Les vilains hooligans qui indiquent gentiment et poliment, dans un rapport joliment relié, que le bien-être des Français est menacé par le modèle social auquel ils s’accrochent, doivent cesser leur vandalisme social. Mais il faut bien le reconnaître, ce sont eux qui, dans l’ombre, tirent les ficelles. Jean-Claude Mailly l’a d’ailleurs lu dans Le Protocole des Sages de Bruxelles :
Jean-Claude Mailly, secrétaire général de FO, a résumé la situation ainsi : « La Commission écrit la partition, les gouvernements européens la jouent. […] En contre-partie du délai de deux ans accordé à la France, la Commission attend des décisions douloureuses et elle nous ressort des antiennes libérales sur les retraites », dit-il.
Il suffit désormais de qualifier une proposition de « libérale » pour la disqualifier – et les métaphores sur cette poignée de vilains qui, dans l’ombre, décident de l’avenir du monde sont de sortie. Un refrain qu’on n’avait pas entendu depuis longtemps…
Oui, la Commission attend des décisions douloureuses. Mais ce n’est pas le libéralisme qui imprègne sa pensée, c’est le bon sens. N’importe quel adulte sensé comprend aisément qu’on ne peut vivre perpétuellement à crédit et qu’un système structurellement déséquilibré finit inéluctablement par s’effondrer.
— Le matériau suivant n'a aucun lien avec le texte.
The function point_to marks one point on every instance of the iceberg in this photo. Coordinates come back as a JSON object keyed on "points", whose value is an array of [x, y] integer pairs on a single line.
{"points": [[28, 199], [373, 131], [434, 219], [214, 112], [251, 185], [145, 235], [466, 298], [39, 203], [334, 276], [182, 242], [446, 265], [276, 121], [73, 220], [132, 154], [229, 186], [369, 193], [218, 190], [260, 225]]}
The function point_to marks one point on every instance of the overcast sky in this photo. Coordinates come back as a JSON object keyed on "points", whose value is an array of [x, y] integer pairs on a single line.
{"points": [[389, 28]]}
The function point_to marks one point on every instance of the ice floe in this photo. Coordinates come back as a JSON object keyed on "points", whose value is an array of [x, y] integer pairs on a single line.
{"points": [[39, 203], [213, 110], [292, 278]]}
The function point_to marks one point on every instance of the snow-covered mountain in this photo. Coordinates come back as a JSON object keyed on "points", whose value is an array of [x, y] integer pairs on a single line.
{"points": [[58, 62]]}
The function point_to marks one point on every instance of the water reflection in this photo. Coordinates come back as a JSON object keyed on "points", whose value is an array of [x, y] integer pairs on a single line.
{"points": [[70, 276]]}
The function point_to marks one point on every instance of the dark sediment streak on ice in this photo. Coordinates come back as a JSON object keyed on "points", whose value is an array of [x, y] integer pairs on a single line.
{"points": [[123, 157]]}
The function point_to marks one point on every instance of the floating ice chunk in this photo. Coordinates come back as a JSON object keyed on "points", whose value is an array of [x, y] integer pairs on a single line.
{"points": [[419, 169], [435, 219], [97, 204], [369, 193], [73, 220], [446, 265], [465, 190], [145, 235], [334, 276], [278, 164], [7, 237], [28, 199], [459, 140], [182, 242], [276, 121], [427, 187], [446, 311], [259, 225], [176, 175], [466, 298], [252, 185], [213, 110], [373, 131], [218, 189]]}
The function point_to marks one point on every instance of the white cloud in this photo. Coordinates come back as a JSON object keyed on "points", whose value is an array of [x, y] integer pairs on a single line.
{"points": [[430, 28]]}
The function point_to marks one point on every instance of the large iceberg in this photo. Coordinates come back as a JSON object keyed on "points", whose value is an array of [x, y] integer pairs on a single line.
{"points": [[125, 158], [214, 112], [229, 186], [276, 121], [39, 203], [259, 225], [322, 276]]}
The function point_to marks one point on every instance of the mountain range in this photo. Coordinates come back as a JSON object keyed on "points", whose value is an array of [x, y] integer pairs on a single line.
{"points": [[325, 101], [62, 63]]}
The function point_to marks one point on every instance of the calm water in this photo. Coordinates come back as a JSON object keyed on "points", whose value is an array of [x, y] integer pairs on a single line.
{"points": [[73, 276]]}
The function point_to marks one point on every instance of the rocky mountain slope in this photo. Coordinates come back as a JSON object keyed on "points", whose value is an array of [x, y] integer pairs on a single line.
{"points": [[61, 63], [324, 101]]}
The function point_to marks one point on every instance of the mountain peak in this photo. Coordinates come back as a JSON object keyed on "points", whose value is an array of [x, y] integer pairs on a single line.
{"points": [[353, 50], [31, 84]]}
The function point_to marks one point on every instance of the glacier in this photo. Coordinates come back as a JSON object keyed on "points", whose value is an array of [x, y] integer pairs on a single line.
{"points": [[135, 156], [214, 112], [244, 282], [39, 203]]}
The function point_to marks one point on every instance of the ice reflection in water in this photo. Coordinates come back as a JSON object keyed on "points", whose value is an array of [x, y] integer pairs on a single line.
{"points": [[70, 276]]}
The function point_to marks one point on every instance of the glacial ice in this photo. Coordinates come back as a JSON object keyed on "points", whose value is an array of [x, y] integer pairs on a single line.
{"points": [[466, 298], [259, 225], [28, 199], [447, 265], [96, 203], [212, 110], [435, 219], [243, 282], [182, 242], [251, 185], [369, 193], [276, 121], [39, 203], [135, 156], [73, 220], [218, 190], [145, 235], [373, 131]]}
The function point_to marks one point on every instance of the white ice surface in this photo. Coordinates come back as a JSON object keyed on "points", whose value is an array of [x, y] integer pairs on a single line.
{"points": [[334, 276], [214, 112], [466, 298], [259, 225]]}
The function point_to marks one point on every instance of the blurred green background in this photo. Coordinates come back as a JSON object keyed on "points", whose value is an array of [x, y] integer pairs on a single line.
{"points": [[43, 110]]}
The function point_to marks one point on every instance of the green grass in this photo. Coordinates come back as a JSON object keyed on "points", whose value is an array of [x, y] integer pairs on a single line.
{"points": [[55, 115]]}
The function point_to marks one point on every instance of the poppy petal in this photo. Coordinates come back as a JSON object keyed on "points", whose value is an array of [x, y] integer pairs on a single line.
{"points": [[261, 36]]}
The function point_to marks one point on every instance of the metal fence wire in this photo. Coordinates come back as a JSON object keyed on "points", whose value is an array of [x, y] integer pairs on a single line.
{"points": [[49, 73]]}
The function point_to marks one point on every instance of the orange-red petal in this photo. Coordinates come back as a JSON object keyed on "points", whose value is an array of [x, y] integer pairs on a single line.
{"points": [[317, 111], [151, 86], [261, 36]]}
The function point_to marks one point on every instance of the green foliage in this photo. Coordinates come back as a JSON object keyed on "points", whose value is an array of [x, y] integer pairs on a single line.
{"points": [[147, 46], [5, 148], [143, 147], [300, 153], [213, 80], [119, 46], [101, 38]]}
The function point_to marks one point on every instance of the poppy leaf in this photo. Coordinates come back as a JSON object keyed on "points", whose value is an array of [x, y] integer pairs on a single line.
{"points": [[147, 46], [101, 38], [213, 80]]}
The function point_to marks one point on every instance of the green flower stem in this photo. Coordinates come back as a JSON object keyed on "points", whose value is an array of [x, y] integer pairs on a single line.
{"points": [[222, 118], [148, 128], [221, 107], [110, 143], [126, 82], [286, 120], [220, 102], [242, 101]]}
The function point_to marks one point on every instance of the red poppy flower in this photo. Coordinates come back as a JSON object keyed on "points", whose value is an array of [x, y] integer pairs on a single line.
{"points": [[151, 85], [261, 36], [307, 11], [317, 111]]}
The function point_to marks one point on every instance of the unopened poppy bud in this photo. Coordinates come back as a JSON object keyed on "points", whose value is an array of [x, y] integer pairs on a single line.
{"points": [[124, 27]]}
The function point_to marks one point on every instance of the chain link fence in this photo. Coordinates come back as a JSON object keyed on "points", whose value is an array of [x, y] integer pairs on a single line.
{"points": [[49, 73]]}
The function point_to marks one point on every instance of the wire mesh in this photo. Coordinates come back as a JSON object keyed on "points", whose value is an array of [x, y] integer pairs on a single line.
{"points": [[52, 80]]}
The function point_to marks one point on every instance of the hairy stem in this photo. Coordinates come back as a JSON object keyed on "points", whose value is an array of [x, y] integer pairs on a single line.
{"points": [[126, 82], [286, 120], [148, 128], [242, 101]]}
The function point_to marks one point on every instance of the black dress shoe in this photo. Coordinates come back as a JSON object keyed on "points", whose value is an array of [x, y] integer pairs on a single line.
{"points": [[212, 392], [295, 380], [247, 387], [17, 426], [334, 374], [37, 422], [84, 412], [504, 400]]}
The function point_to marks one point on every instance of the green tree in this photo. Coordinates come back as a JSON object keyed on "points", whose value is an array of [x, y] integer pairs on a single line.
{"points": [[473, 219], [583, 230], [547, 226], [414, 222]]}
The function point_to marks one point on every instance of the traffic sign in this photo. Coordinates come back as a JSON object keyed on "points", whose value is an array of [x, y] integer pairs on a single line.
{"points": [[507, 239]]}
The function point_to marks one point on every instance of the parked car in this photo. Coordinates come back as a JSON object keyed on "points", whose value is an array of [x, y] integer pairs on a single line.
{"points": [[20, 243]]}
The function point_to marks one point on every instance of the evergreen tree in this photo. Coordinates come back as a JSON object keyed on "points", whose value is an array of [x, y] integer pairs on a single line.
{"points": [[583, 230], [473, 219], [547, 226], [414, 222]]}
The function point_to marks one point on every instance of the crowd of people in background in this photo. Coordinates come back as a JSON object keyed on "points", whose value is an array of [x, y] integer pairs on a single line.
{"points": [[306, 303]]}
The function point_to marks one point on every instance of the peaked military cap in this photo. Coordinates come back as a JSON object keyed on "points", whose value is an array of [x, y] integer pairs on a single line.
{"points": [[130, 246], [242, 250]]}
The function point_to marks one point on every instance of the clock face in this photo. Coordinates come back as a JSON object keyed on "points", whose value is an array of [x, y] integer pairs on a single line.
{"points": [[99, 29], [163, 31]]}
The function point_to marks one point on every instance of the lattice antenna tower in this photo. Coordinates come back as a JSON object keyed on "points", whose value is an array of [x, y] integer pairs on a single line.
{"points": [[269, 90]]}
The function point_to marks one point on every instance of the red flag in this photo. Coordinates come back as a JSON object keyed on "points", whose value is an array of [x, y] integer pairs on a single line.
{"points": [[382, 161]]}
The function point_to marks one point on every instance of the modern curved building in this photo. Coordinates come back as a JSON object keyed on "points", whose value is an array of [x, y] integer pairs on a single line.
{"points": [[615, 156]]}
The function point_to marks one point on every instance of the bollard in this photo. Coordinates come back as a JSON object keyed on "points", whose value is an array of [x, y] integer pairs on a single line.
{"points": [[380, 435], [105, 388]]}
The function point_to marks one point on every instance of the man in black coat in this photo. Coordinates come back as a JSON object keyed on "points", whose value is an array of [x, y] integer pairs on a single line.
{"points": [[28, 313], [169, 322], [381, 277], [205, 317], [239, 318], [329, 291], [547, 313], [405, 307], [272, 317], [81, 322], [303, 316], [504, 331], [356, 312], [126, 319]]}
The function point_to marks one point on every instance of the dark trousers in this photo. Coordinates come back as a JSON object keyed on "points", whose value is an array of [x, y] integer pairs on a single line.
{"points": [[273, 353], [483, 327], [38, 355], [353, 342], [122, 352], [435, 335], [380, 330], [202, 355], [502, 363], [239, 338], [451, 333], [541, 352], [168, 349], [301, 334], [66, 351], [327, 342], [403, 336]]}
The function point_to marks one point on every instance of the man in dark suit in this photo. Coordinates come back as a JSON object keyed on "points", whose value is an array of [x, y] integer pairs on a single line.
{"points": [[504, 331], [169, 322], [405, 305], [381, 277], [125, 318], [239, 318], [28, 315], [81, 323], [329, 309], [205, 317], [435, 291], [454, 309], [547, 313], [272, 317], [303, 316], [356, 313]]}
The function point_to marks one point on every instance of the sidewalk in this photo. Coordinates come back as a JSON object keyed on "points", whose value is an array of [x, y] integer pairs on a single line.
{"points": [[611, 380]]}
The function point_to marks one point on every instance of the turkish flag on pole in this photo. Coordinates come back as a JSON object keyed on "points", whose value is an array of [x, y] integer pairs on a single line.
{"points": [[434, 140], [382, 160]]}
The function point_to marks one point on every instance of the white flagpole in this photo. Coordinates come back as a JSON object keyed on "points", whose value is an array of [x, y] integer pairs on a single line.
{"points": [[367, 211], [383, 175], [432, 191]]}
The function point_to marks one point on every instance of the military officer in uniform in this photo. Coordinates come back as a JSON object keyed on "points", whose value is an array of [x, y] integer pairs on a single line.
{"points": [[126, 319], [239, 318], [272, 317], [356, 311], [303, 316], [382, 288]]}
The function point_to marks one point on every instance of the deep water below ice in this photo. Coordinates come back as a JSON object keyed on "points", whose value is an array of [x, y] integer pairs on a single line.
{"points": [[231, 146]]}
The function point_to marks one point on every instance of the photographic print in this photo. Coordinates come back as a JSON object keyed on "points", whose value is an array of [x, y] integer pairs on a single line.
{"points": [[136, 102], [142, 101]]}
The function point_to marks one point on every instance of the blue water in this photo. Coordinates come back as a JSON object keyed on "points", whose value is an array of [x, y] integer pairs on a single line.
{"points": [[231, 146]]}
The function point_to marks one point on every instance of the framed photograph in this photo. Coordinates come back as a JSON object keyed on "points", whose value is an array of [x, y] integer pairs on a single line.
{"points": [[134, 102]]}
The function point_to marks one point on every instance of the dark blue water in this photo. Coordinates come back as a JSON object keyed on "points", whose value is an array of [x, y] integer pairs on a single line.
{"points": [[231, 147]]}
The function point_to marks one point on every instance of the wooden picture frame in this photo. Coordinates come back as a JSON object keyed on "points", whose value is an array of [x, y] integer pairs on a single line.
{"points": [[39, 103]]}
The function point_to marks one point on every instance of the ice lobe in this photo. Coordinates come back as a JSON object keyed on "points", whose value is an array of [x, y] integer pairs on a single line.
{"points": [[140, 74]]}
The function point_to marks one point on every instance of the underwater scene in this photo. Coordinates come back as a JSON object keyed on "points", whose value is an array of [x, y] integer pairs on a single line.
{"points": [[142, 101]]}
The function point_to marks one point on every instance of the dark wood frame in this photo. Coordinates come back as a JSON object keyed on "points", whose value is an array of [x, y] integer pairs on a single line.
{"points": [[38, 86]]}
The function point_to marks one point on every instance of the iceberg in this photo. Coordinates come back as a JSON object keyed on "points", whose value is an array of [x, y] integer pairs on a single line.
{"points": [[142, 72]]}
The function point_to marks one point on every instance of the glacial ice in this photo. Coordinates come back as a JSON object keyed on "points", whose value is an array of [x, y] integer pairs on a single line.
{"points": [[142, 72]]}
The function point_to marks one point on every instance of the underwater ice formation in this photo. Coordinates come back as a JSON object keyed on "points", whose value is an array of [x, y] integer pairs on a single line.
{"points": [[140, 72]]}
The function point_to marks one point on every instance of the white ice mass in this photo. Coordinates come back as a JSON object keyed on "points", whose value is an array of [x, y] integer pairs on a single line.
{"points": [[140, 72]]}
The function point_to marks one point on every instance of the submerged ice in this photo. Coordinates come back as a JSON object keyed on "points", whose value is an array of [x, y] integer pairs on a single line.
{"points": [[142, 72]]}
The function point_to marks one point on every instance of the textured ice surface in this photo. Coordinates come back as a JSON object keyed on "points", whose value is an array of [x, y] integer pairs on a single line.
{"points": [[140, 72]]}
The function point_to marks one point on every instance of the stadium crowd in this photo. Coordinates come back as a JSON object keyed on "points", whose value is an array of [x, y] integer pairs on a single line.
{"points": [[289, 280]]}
Après les riches, les multinationales, la finance, les Allemands et les exilés fiscaux, voici le nouvel ennemi du pays : l’Europe vandale, la broyeuse libérale des modèles sociaux. Le bouc commissaire ose demander aux dirigeants français d’ouvrir les yeux parce qu’il en veut à l’indécente prospérité hexagonale, à sa croissance à deux chiffres après la virgule et à sa courbe du chômage en pleine inversion. Petit tour d’horizon.
Le chômage se porte d’ailleurs bien dans un pays pourtant en pleine crise ; les chômeurs prennent des vacances et envoient des cartes postales à Pôle Emploi en guise de clin d’œil et passent par la case départ même quand ils sont en prison. Apparemment, plus on est de fous, plus on rit.
La croissance se repose un peu, recule pour mieux sauter. On déplore bien quelques faillites par-ci par-là, quelques enterrements moins médiatiques que la bataille sanglante pour empêcher les sauvetages menée avec brio par d’ardents défenseurs des boys bands Made in France.
L’endettement public est de plus en plus performant ; il atteindra bientôt 2,5 fois le PIB, un joli monument en hommage à la sociale-démocratie.
Les Français sont à l’unisson, les débordements de liesse et les explosions de joie se multiplient dans une ambiance de franche camaraderie. Qu’on soit banlieusard désœuvré ou opposant au mariage pour tous, on a tous une bonne raison de se rassembler dans la rue par ce temps si clément.
Et alors que tout va pour le mieux, la Commission européenne vient troubler la fête en se montrant bassement matérialiste, entrant dans une comptabilité puérile et attachant une importance à l’équilibre qui relève de l’obsession : équilibre des retraites, équilibre du budget, équilibre de l’assurance-maladie et de l’assurance-chômage… Pas de ça chez nous ; avec les Partis socialistes, cueillons dès aujourd’hui les roses de la vie.